DeChant’s amendment to “changing the amount for half in half the time” is actually no more than a legislative smoke and mirrors gambit. In the end the amendment calls for BIW to spend $100 million per year in ‘qualified investments’ and if done, then after the first 10 years the second round of $30 million more in corporate subsidies would automatically kick-in for the next 10 years. So in the end GD would still get their $60 million.
In the amended bill ‘qualified investments’ is defined as virtually any cost that BIW has except for salaries or other compensation paid to employees. So all other expenses on Aegis destroyers that cost $1.5 billion each and Zumwalt destroyers that cost between $4-7 billion each would count toward the required annual BIW investment of $100 million per year. Easy as pie – no tough nut to crack there.
Recognizing that BIW is currently building two Zumwalt and four Aegis destroyers with at least 1-2 being ‘christened’ per year there is virtually no way in the world that BIW/GD would not meet that meager criteria to qualify for state support. Under questioning Fitzgerald admitted that currently GD is bidding on 10 more destroyers and anticipates likely getting half of those contracts from the Navy.
Training of a new generation of BIW workers is still GD’s key talking point to sell the bill even though their Navy contracts include funds for all their costs – including training and reimbursement for their taxes to the state of Maine.
Currently BIW is receiving an $81 million property-tax break from the City of Bath that runs out in 2022. In addition BIW got another $3.7 million from Bath in 2013.
Fitzgerald reluctantly admitted that BIW/GD also receive an unknown about of money via Maine’s Pine Tree Development Zone program.

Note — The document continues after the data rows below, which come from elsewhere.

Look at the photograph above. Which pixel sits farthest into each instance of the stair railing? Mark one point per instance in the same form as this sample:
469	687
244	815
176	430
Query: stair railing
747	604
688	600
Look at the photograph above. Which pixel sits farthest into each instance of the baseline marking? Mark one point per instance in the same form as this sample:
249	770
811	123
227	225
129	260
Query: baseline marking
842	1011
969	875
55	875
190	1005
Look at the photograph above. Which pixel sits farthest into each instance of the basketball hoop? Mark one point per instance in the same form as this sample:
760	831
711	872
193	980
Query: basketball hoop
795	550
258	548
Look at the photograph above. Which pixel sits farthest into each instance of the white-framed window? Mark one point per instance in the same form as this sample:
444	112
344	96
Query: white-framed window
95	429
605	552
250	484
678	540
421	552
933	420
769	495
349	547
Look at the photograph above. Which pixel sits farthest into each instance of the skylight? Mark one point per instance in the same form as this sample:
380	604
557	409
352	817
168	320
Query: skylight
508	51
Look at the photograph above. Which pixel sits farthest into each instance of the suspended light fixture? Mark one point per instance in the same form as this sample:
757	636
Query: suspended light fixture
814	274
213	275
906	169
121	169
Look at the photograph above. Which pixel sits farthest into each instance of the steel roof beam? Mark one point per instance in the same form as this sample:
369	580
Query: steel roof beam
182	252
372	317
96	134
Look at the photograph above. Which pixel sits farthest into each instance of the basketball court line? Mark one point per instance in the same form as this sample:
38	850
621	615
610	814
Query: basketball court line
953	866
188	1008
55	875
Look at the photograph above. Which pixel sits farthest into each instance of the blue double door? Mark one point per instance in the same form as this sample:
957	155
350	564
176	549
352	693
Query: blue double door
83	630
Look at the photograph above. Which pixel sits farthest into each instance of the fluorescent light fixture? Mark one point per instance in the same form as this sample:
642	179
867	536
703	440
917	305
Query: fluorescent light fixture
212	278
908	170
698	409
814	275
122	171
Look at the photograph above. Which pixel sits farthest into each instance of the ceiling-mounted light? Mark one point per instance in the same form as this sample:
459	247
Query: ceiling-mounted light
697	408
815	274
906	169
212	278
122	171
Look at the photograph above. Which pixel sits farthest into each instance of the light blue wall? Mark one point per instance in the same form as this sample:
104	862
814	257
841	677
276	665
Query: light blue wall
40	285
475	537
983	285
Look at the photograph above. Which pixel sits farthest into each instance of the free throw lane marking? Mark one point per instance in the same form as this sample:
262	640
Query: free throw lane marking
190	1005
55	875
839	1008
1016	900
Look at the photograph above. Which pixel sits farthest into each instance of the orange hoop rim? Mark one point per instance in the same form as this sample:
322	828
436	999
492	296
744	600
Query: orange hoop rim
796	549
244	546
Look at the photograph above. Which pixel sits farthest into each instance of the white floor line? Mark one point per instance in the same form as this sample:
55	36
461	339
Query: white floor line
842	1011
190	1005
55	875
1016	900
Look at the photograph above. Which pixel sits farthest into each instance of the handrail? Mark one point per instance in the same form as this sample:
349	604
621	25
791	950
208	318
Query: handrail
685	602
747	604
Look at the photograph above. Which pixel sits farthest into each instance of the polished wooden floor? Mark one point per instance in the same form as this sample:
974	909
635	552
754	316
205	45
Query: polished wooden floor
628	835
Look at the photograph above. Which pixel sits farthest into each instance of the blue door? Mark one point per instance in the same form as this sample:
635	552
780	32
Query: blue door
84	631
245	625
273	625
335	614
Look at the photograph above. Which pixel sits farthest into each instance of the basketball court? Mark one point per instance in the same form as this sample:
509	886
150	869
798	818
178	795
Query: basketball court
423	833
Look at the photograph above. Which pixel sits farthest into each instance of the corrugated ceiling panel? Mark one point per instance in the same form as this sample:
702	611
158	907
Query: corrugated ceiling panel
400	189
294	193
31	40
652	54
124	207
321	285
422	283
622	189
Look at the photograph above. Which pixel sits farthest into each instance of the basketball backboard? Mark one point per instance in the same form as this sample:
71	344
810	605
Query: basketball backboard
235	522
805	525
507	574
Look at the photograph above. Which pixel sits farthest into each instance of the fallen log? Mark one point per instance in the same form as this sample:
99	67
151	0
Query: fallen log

The Press Herald reported late last year that “BIW is a participant in the Pine Tree Zone program and believes it has been an important incentive for businesses to locate in Maine or stay here while continuing to invest in operations that provide jobs and economic activity,” Fitzgerald wrote. The amount that any individual company benefits from the program is usually not disclosed under state laws that protect the confidentiality of tax returns and shield proprietary information from competitors.
In the end the Taxation Committee tabled LD 1781 but it appears that most members of the committee are prepared to support the bill once all the new amendments are fully added and understood by those on the committee.
It is ever more clear to me that GD not only runs Bath but also runs the State of Maine – as any colonizer controls the land and people where they have set up operations.
It will be up to the people of Maine to wrest back control of its own state treasury from this mega-corporation that bought back $12.9 billion of its own stocks between 2009-2016.
We’ll let you know when the next Taxation Committee Work Session will be held. Despite what some might want you to think this show ain’t yet over.
The fact that Bath Iron Works (BIW) is playing the victim in a legislative work session where the public isn't allowed to speak but their CEO is would be laughable if we were not already living in Kafka-esque times almost impossible to parody.
Just for reference, last year BIW's parent company General Dynamics paid its CEO $21 million.